As shoppers browse the furniture, clothing and gifts on sale at a store called Once Famous, researchers study them from behind one-way mirrors, tracking their movements through the store and their reaction to the products on display. Hidden cameras and microphones record shoppers' behavior for further study.

The store functions as a regular retail outlet and turns a small profit, but it is in fact a state-of-the-art retail laboratory for a retail brand agency called FAME. The agency, which has its offices behind the one-way mirrors, uses social science techniques to study consumers' shopping habits for major retailers including Minneapolis-based Target and its Marshall Fields division.

"Retail is all about anthropology. It's about customers in their natural environment," says FAME's president and founder, Tina Wilcox. "We're trying to get as close to reality as possible with a customer."

Willing Guinea Pigs

A blinking light at the entrance warns customers that they are being monitored for research purposes, but Wilcox says few customers object. "The comments we get from customers are, 'We're glad somebody finally asked us our opinion,'" she says.

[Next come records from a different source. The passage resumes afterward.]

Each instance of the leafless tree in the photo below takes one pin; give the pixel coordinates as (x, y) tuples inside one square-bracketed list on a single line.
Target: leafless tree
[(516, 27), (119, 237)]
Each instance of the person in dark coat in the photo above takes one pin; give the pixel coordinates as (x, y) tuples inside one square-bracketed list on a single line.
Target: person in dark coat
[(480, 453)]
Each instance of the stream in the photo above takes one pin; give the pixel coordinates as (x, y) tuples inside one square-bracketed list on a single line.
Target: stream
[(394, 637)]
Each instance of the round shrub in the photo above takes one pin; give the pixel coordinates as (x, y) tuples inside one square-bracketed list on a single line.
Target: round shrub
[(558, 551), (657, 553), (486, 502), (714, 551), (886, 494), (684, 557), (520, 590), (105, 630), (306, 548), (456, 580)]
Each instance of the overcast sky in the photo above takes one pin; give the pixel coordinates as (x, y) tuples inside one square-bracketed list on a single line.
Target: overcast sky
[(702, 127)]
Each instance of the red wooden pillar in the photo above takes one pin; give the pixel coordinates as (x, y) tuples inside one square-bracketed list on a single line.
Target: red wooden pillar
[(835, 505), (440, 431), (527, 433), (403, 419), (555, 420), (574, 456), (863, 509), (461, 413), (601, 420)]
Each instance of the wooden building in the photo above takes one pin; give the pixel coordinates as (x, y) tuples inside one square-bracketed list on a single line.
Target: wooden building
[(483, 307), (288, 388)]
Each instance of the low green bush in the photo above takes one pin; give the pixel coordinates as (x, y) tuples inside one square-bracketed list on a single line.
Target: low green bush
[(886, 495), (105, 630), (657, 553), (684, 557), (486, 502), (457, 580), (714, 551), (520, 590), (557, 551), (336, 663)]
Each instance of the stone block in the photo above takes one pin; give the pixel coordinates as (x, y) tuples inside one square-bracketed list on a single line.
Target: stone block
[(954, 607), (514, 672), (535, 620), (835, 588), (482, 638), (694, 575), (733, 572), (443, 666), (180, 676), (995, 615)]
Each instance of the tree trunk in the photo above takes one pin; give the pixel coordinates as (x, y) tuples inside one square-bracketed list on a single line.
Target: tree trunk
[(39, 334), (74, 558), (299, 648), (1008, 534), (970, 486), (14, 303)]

According to the Retail Advertising and Marketing Association, 70 percent of all purchases are impulse buys, meaning that the shopping environment can be as important a factor for retailers as a product's price and construction. If a retailer can increase a shopper's "dwell time" even by a minute or two, it boosts the chance that they will make a purchase, according to Wilcox.

Conquering the Dead Zone

In two recent tests, for instance, FAME researchers explored ways of drawing shoppers into "dead zones," areas of a store that customers tend to stay away from. In one case, they found that collecting various objects of the same color red, in their experiment into a single, bold display succeeded in drawing shoppers to the back of the store, a common dead zone.